The Labubu Phenomenon

If you haven’t met Labubu yet, imagine what would happen if a gremlin and a Beanie Baby had a baby, and then that baby became a cultural icon. Blind-box Labubu figures are the must-have collectible of the moment, inspiring lines at Pop Mart stores across Asia, Australia, and beyond. In some places, vending machines dispensing Pop Mart toys caused near riots.
Labubu is weird. Labubu is cute. Labubu is slightly unsettling. And somehow, that’s precisely what the internet wants. Fans are throwing raves themed around the toy. Conspiracy theories circulate about its demonic origins (seriously). And on resale sites, Labubus fetch prices higher than some smartphones.
It’s less “toy” and more “club membership.” If you own one, you’re part of the culture.
Kidults Aren’t Just Escaping, They’re Playing
It’s easy to dismiss the kidult boom as regression. Adults too stressed to face reality often retreat into plushies and action figures. But that’s missing the point.
Play has always been a way for humans to cope, connect, and imagine. Kidults aren’t “failing” at adulthood, they’re rewriting it. Buying a Labubu or LEGO set isn’t about rejecting maturity; it’s about reclaiming joy in a world that doesn’t hand much out.
Toys offer low-stakes happiness. They’re cheaper than therapy (though not always by much), less destructive than doomscrolling, and infinitely more satisfying than staring at a spreadsheet.
From Toys R Us to TikTok

Part of this boom is driven by how toys themselves are marketed. Once upon a time, you discovered toys in the Sears catalog or Toys R Us. Now? It’s TikTok unboxings, Instagram flat-lays, YouTube “collection tours.” Collecting has become content, and content has become currency.
Blind boxes like Pop Mart thrive in this environment because they gamify collecting.
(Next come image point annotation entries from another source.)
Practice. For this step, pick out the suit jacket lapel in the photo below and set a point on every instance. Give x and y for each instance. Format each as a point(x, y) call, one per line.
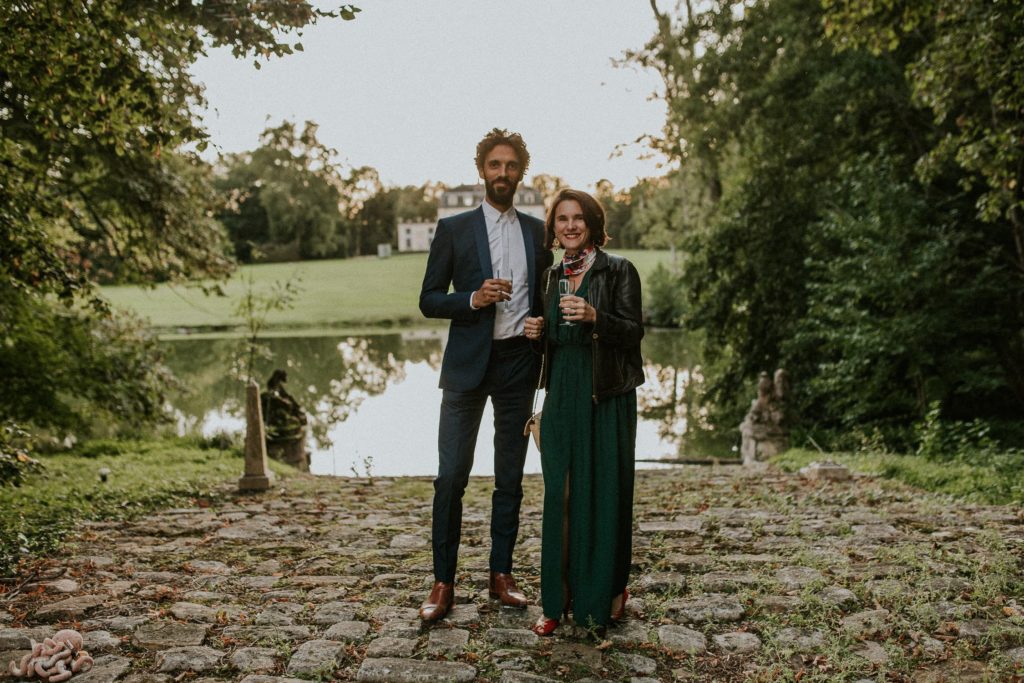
point(527, 242)
point(482, 244)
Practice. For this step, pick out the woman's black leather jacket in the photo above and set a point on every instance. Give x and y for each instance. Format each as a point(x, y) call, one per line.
point(614, 293)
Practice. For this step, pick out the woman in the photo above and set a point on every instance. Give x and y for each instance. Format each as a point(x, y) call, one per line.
point(591, 370)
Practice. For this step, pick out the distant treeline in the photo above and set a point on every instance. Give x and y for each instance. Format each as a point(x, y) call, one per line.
point(849, 206)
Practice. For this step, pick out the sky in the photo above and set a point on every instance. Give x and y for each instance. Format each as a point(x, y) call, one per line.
point(411, 86)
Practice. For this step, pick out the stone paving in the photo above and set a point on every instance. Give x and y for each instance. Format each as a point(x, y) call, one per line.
point(737, 575)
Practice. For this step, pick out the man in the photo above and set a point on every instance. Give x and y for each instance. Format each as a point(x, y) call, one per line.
point(492, 258)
You never know what you’re going to get, so every purchase becomes an event. Post the reveal online, rack up likes, repeat. The dopamine hit is baked in.
Add resale culture on top, and you’ve got the sneakerization of toys: chase the drop, flex the exclusive, join the hype.
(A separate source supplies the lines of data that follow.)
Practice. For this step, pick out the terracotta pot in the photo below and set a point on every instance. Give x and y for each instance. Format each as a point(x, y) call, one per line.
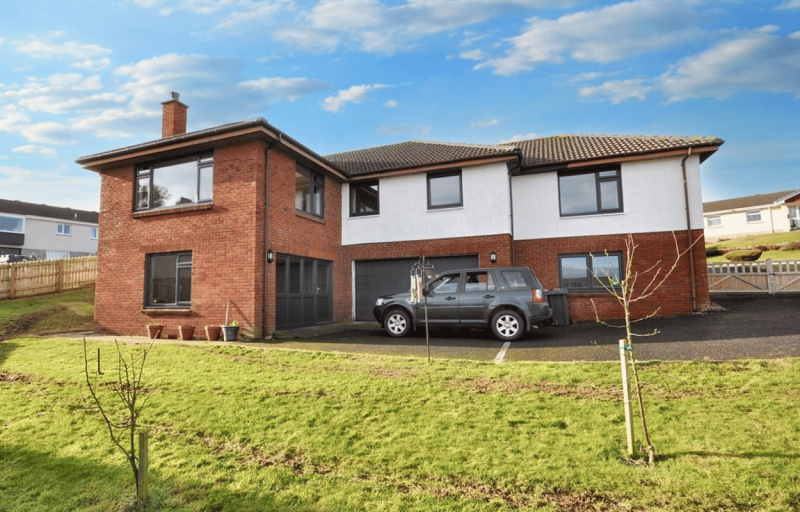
point(186, 332)
point(155, 331)
point(212, 332)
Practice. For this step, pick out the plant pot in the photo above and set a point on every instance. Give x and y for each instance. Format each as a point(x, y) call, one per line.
point(186, 332)
point(155, 331)
point(212, 332)
point(230, 332)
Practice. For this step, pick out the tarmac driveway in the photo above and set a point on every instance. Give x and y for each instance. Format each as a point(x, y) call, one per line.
point(749, 327)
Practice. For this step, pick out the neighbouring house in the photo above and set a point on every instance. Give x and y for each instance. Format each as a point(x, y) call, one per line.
point(752, 215)
point(242, 216)
point(43, 232)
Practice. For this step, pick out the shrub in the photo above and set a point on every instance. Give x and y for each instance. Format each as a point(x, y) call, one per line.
point(751, 255)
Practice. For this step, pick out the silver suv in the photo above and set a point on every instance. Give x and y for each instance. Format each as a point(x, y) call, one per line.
point(509, 300)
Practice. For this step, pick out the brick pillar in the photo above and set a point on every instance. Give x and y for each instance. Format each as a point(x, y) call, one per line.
point(173, 121)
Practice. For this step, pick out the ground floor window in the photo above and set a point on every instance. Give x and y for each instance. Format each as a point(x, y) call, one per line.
point(589, 272)
point(303, 291)
point(169, 280)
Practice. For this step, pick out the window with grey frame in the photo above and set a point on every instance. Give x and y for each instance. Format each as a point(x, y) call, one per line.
point(172, 183)
point(169, 280)
point(309, 194)
point(364, 198)
point(589, 272)
point(590, 192)
point(444, 190)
Toys for Emotional Survival
Here’s the secret nobody says out loud: the kidult boom isn’t just about fun. It’s about survival. Adulthood in 2025 is anxiety-ridden: climate dread, economic chaos, job precarity, you name it. Buying toys isn’t just consumption - it’s coping.
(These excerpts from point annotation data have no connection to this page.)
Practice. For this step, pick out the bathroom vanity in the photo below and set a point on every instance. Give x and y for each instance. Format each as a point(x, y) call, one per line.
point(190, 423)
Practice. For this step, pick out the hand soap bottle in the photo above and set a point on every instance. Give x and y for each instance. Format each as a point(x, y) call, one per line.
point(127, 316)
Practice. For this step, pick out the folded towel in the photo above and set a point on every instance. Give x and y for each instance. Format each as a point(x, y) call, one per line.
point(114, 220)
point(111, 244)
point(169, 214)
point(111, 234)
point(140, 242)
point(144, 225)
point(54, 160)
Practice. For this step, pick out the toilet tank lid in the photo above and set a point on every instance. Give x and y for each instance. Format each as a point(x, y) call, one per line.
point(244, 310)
A plush on your desk is a small anchor against big storms. A LEGO set is a puzzle that ends with something beautiful instead of just another deadline. Toys give us permission to stop doomscrolling and build something, even if it’s just a tiny brick castle.
In other words, kidults aren’t immature. They’re adapting.
The Future of the Kidult Market

Toy companies know what’s happening, and they’re leaning in hard. LEGO has adult-only sets. Pop Mart designs collectibles explicitly for 20- and 30-somethings. Hasbro and Mattel are reviving old IP, with more nods to adults than to kids.
Don’t be surprised if “toys for grown-ups” becomes its own mainstream category. Think toy boutiques that look like Apple Stores, plushie collaborations with high-fashion brands, and subscription boxes designed to keep your inner child well-fed. Some of them already exist.
And honestly? Why not. The line between “toy” and “art object” is blurrier than ever. What matters is how it makes you feel.
Final Thoughts
The Kidult Effect isn’t about refusing to grow up. It’s about redefining what growing up looks like. For some, that means buying stocks and SUVs. For others, it means standing in line at a Pop Mart vending machine to score a Labubu that may or may not look possessed.
Both are valid forms of adulthood. Only one is fun.
So next time you see someone clutching a collectible plush like it’s a passport to happiness, don’t roll your eyes. They’ve hacked the system. They’ve found joy in plastic, fuzz, and nostalgia. And in 2025, that might be the most innovative survival strategy of all.